A rather modest tax reform has much of the business community and its attendant economists in a bit of a dither. Corporations and trusts will now pay taxes on two-thirds of their capital gains rather than just on half. This also applies to individuals for capital gains over $250,000. Gains on principal residences are excluded.
Conservatives, too, have joined in on the censure, yet it all began with a Conservative government. In 1962, Prime Minister John Diefenbaker appointed a Royal Commission on Taxation headed by Toronto accountant Kenneth Carter.
The commission was set up in response to business concerns that taxation was too high in Canada and Carter began his work agreeing with that concern. He changed his mind. He discovered that although tax rates were indeed high, tax breaks sheltered the incomes of the rich. He came to his famous conclusion “A buck is a buck is a buck,” believing that the country should base its taxes on all of the income people received regardless of how they got it.
The commission’s report consequently recommended that capital gains—increase in value of stocks, bonds, jewelry, and real estate—heretofore exempt, should now be taxed like any other income.
When the six-volume report was released in 1967, it aroused fierce opposition from the individuals and corporations who enjoyed the tax break. The now-Liberal government was cowed by the opposition and the proposed reforms shelved.
Finally in 1972, 10 years after the Carter Commission was appointed, a new Liberal government instituted a capital gains tax, however only 50 percent of the gains would be included. The other half still got a free ride.

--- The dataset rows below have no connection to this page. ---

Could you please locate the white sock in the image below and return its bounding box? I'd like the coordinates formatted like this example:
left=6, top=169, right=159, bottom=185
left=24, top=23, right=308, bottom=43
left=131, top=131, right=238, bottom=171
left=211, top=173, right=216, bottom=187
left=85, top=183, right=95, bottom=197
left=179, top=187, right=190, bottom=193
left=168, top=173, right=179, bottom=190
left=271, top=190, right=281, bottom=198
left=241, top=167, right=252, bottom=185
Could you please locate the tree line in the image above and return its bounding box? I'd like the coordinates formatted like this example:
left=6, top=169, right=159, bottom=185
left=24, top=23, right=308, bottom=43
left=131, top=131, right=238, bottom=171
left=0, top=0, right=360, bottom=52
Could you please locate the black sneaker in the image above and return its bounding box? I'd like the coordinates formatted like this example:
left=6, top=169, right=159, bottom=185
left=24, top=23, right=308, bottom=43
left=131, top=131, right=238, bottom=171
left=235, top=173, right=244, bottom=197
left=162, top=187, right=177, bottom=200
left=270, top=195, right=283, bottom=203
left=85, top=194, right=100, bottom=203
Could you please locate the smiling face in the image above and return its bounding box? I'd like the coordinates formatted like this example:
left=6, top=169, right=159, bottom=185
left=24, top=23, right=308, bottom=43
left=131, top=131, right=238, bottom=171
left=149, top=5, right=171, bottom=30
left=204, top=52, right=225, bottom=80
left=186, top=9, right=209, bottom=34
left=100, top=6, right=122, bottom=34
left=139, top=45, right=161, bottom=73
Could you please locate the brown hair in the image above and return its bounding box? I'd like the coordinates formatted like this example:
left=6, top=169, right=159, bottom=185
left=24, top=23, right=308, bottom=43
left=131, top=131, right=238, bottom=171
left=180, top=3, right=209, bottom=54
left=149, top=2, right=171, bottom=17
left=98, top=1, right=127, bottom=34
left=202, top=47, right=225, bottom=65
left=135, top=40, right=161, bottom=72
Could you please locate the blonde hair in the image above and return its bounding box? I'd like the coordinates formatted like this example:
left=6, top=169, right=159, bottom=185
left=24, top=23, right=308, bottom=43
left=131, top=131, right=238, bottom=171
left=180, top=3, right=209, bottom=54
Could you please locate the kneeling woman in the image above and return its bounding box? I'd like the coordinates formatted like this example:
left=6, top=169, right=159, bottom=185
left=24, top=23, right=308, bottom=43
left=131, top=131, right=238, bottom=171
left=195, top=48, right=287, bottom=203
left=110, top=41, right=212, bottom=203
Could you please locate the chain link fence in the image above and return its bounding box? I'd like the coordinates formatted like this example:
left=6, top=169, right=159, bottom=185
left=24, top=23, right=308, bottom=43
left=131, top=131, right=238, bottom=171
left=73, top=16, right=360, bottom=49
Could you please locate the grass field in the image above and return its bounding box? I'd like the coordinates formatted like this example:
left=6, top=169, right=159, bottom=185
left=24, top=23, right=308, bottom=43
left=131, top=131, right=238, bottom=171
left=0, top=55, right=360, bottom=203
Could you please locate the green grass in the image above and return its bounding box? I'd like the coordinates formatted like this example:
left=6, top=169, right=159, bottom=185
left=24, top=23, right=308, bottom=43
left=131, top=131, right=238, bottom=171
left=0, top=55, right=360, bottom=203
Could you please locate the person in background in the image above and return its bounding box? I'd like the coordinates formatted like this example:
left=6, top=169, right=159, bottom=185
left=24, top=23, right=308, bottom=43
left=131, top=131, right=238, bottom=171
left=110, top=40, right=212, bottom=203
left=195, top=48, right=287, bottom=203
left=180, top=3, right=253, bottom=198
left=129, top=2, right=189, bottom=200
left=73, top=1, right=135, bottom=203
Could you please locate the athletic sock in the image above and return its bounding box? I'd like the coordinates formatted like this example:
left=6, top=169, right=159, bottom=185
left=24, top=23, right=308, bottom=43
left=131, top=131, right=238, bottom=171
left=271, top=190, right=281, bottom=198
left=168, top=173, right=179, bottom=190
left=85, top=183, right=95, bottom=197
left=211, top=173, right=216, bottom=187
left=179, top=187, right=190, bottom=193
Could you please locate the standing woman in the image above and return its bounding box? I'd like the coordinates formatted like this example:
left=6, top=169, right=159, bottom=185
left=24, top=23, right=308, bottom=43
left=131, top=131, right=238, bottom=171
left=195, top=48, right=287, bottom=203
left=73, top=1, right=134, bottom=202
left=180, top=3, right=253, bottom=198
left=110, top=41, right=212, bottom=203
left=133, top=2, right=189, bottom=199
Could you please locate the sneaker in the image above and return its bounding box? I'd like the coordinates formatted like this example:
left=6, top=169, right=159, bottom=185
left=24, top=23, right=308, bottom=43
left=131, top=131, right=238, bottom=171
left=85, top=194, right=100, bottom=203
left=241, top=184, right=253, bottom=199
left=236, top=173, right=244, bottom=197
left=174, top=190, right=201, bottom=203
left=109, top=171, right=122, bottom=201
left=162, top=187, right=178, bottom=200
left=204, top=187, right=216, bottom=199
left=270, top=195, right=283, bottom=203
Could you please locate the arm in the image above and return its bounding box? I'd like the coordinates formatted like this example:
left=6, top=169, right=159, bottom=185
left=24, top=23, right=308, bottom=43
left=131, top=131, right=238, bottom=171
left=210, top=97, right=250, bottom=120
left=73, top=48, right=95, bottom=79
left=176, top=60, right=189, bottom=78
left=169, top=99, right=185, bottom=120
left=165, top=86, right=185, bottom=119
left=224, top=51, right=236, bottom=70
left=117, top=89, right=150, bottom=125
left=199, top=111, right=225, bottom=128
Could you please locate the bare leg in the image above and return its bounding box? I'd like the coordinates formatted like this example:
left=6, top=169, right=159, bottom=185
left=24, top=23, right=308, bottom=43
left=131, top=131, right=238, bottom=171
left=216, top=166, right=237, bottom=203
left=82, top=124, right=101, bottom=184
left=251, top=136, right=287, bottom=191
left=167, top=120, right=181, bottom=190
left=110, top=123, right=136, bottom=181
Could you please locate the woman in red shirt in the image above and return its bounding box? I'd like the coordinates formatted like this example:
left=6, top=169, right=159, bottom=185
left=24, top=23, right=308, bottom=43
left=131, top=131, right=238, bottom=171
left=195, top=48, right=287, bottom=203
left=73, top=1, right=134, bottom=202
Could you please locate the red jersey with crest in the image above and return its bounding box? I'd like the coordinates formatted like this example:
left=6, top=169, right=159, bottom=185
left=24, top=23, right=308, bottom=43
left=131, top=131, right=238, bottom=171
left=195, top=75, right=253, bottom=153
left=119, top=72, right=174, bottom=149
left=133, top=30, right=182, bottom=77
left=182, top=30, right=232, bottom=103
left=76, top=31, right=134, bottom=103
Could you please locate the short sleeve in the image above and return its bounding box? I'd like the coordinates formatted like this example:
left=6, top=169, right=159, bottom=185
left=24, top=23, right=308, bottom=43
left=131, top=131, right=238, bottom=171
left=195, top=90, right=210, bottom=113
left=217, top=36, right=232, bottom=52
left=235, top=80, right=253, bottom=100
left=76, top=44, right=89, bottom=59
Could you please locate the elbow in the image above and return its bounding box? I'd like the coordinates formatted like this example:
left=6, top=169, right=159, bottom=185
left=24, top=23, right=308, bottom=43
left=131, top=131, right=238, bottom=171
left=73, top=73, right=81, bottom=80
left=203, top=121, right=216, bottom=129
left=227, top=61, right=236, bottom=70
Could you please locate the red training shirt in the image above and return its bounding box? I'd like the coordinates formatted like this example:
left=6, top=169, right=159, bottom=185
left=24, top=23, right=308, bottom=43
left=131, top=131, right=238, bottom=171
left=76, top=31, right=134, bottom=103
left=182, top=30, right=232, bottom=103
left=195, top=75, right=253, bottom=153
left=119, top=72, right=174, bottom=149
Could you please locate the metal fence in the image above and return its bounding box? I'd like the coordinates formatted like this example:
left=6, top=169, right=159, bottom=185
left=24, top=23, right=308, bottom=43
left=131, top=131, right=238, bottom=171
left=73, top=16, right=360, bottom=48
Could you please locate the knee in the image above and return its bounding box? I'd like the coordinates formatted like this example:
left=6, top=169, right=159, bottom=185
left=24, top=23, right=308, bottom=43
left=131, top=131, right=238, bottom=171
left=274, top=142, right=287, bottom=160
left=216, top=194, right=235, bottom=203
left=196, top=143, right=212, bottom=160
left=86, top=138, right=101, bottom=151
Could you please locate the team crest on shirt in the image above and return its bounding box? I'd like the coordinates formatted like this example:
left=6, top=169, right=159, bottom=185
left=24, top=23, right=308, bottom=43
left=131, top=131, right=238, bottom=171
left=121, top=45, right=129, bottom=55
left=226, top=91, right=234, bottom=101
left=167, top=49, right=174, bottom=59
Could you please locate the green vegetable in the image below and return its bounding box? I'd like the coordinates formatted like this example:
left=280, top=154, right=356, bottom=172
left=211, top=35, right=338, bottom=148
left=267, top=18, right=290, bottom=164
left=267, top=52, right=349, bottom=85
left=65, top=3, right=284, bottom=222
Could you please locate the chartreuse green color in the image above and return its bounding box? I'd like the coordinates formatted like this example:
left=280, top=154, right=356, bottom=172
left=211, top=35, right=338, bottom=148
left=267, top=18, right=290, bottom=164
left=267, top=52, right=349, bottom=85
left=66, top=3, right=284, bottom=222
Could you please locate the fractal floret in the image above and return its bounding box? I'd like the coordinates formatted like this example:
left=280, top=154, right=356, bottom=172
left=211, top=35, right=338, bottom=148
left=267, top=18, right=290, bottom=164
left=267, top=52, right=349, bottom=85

The included portion went up and down, increased to two-thirds in 1988 and to three-quarters in 1990, and then fell back to one-half in 2000.
Supporters of a free ride for capital gains insist it’s necessary to encourage innovation and investment, thus providing economic activity including jobs. It is, in other words, a good thing for the economy—a more righteous argument than the rich just wanting to keep more of their money. And it’s the rich we’re talking about. According to Finance Minister Freeland, only 0.13 per cent of Canadians (who have an average income of $1.4 million) will be affected.
As far as deleterious effects on the economy are concerned, a report by Canadians for Tax Fairness claims that raising the capital gains inclusion rate has no correlation with economic productivity. Furthermore many studies show that economic inequality has a destructive effect on labour productivity—countries with more equal distribution of incomes tend to have higher labour productivity.
In any case, a buck is still a buck is still a buck. It was in Kenneth Carter’s time and remains so today. It is simply unfair that someone collecting income from a gain in their stock portfolio should pay tax on only half when the average Canadian pays tax on 100 percent of their income.
Opposition leader Pierre Poilievre has, on cue, opposed the increase which is a bit awkward. He likes to present himself as a champion of the “common” people and an enemy of the “elites” which should make him a supporter of the change. Perhaps to undermine the obvious charge of hypocrisy, he has promised, if elected, to establish a “tax reform task force.”
If indeed he is ever in a position to establish such a task force, he couldn’t do better than emulate his Conservative predecessor John Diefenbaker and appoint as head of his task force a 21st century version of Kenneth Carter.
Pierre Poilievre is a champion of the “common” member of the Rideau Club or the Albany Club.